22nm Ivy Bridge wafer glimpse

22nm Ivy Bridge wafer glimpse At Computex 2011, Mooly Eden, Intel’s vice president and general manager of the mobile platform division, showed the world the wafers of the next-generation 22nm Ivy Bridge processor, but did not release any specific information.

Mooly Eden just said Ivy Bridge will integrate more transistors, but this is basically a "nonsense." The number of transistors in the Sandy Bridge processor quad-core version is 995 million.

Of course, this is a 300mm diameter standard wafer. The approximate number can be found that there are up to 37 cores in the vertical direction and a maximum of 15 in the horizontal direction. The size of a single core is approximately 8.1 x 20 mm, which is 162 mm2. In contrast, the Sandy Bridge quad-core core size for the 32nm process is 216 square millimeters.

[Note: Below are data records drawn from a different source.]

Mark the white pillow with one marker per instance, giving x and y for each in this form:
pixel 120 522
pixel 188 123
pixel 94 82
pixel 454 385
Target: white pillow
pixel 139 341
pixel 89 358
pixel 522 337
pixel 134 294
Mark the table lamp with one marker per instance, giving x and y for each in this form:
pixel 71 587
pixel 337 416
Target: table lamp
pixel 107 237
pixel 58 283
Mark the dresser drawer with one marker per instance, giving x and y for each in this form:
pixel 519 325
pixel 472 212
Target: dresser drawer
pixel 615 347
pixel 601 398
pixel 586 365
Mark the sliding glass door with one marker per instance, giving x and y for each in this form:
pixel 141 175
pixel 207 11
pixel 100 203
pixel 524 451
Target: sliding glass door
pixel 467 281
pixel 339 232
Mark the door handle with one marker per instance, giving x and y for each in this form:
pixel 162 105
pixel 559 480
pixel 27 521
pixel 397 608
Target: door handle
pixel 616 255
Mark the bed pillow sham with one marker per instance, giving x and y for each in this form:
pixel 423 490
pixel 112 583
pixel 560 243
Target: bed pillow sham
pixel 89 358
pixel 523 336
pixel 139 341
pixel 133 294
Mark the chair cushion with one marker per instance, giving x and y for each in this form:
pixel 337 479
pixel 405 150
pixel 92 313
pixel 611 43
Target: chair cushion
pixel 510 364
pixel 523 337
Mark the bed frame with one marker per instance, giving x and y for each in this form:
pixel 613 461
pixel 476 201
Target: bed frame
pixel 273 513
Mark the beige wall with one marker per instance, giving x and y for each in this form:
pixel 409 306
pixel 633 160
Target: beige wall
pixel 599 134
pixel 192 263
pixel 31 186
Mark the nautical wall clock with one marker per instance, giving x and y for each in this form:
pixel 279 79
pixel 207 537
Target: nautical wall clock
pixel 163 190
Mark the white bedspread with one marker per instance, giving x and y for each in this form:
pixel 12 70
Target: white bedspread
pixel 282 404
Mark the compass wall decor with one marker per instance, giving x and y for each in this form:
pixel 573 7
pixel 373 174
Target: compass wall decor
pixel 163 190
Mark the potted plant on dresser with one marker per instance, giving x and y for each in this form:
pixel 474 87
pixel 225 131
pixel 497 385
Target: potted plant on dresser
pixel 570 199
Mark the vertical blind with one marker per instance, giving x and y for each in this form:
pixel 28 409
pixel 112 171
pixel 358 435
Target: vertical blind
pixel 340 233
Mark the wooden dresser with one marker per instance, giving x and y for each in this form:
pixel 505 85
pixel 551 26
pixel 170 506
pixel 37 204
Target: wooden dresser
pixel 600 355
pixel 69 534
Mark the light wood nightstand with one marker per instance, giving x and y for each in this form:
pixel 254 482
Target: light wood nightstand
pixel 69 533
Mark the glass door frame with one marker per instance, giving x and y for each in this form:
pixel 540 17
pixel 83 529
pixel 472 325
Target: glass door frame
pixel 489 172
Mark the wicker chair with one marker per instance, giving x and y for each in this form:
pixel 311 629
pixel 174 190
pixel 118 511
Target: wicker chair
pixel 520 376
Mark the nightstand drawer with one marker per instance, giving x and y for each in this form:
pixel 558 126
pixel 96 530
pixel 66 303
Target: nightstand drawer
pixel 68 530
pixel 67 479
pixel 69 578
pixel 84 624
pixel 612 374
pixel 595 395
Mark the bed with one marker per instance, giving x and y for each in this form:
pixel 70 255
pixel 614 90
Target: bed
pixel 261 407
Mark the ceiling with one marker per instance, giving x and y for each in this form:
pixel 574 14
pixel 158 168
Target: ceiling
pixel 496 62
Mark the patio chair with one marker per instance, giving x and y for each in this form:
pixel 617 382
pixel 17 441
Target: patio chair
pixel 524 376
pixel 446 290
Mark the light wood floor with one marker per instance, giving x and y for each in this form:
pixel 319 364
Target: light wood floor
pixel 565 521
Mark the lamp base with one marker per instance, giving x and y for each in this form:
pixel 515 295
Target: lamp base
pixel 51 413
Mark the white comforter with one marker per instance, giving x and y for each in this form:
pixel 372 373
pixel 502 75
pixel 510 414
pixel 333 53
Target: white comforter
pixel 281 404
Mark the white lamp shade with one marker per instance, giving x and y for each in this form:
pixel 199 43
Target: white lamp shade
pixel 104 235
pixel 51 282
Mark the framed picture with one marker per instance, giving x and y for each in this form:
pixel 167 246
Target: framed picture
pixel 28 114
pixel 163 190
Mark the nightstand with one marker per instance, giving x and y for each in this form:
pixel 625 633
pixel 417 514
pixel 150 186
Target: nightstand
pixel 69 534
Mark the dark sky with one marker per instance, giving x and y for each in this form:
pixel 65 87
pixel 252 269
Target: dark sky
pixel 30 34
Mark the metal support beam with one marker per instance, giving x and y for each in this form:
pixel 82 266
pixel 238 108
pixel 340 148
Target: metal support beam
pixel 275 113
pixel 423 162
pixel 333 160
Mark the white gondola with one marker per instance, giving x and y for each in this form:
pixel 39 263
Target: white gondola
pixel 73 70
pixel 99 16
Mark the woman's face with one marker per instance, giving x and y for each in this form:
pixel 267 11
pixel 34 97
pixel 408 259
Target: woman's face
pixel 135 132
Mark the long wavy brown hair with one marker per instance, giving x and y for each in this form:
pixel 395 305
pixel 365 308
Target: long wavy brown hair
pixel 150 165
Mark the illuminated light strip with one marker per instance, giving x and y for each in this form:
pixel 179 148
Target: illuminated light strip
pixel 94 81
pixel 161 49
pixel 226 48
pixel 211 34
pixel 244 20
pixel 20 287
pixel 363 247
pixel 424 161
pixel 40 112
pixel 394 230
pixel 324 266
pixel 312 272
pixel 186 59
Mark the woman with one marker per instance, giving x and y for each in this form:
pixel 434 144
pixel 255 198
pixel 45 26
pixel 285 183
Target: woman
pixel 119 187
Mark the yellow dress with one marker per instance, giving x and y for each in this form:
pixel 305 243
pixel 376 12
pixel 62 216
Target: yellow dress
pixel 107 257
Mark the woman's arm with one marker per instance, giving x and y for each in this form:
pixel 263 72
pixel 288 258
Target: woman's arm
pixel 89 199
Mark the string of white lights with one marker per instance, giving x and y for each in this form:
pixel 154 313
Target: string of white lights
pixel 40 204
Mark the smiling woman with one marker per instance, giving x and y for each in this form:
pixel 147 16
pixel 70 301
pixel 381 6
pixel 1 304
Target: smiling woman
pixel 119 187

Obviously, what is shown here is the Ivy Bridge quad-core version, which integrates 16 graphics execution cores.

In fact, the photos of the Ivy Bridge core also revealed one, but I couldn't see any details and only vaguely saw that it was indeed a quad-core.

It is no secret that the 7 series chipsets of the Ivy Bridge platform natively support USB 3.0, but the same support for the Thunderbolt interface is mentioned for the first time. It seems that Intel's reluctance to natively support USB 3.0 is really waiting for its own Thunderbolt.